Acórdão do Tribunal da Relação do Porto
Processo:
457/16.8GBAGD.P2
Nº Convencional: JTRP000
Relator: JOSÉ IGREJA MATOS
Descritores: RECURSO
COMPETÊNCIA
DISTRIBUIÇÃO
MESMO RELATOR
Nº do Documento: RP20251019457/16.8GBAGD.P2
Data do Acordão: 10/19/2025
Votação: DECISÃO SINGULAR
Texto Integral: S
Privacidade: 1
Meio Processual: CONFLITO NEGATIVO DE COMPETÊNCIA
Decisão: DISTRIBUIÇÃO AO MESMO RELATOR
Indicações Eventuais: 4ª SECÇÃO
Área Temática: .
Sumário: I – Ordenada a devolução dos autos à 1ª instância para cumprimento de algum procedimento tido como omisso, nomeadamente para cumprimento de notificações em falta, uma vez retornado o processo à Relação, deve manter-se o mesmo coletivo – relator e adjuntos – inicialmente sorteado.
II – Desta forma, será assegurado o princípio da plenitude da assistência do juiz que funciona como elemento estruturante do processo.
Reclamações:
Decisão Texto Integral: Processo: 457/16.8GBAGD.P2

I - Relatório
Em causa nos autos, um conflito negativo relativo a um alegado erro de distribuição o qual gerou, nesta Relação, decisões de recusa de competência por parte dos dois Relatores a quem o processo foi atribuído em diferentes momentos; a tramitação, assumidamente por analogia, foi a que decorre dos artigos 111º e 112º do CPC.
Procurando, em síntese breve, delimitar o objeto do presente antagonismo em ordem a solucioná-lo, temos que:
Os presentes autos foram inicialmente remetidos a este Tribunal da Relação do Porto e distribuídos a uma Mma. Desembargadora, como relatora.

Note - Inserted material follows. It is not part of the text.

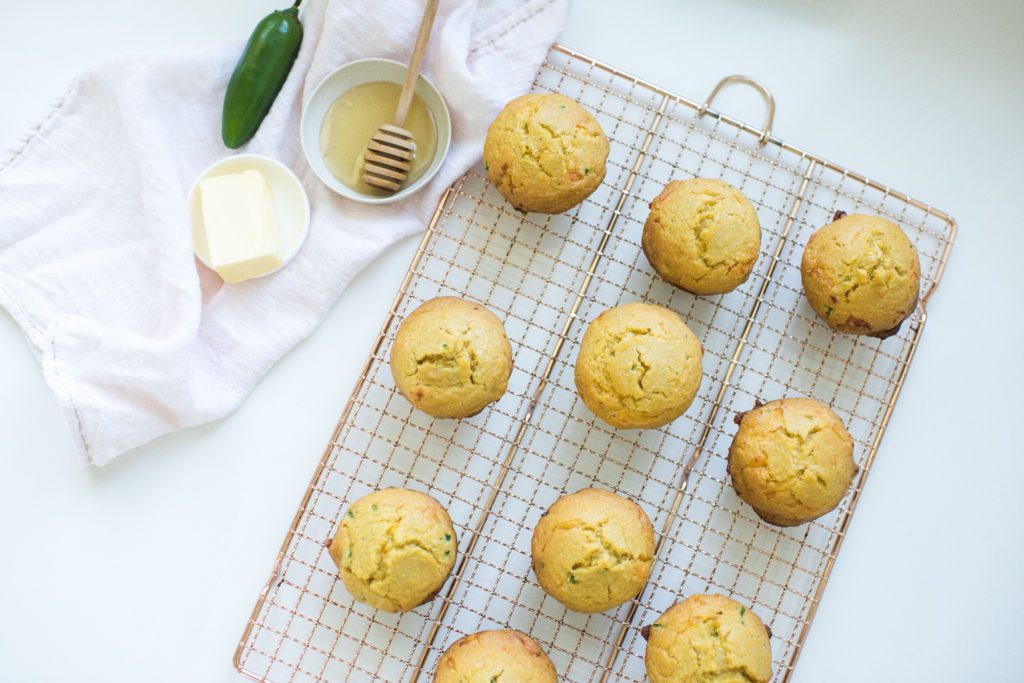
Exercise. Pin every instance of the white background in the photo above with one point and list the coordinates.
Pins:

A mesma, constatando que a remessa fora indevida, uma vez que nem todos os arguidos tinham sido notificados do acórdão e, por conseguinte, não decorrera ainda o prazo legal para a interposição de recurso, proferiu decisão sumária na qual revogou o despacho do tribunal de 1ª instância que determinara a subida dos autos “por se mostrar inquinado pelas referidas omissões e pecar por manifesta antecipação, com a consequente devolução do processo à 1ª instância com vista ao suprimento daquelas e cumprimento dos trâmites legais em falta”.
Recebidos os autos, o tribunal a quo procedeu à separação de processos relativamente a uma arguida que não foi possível notificar e ordenou a subida a este Tribunal da Relação do Porto novamente dos autos, os quais se mantêm, após a dita separação, os mesmos – mesmos recursos pelos mesmos litigantes.
Determinou-se a realização de uma distribuição autónoma, tendo o novo Ex.mo Relator sorteado proferido despacho no sentido de “os autos serem averbados à secção e ao coletivo de Magistrados a quem a primeira distribuição atribuiu competência”, invocando o disposto no art. 218º, do Cód. Proc. Civil.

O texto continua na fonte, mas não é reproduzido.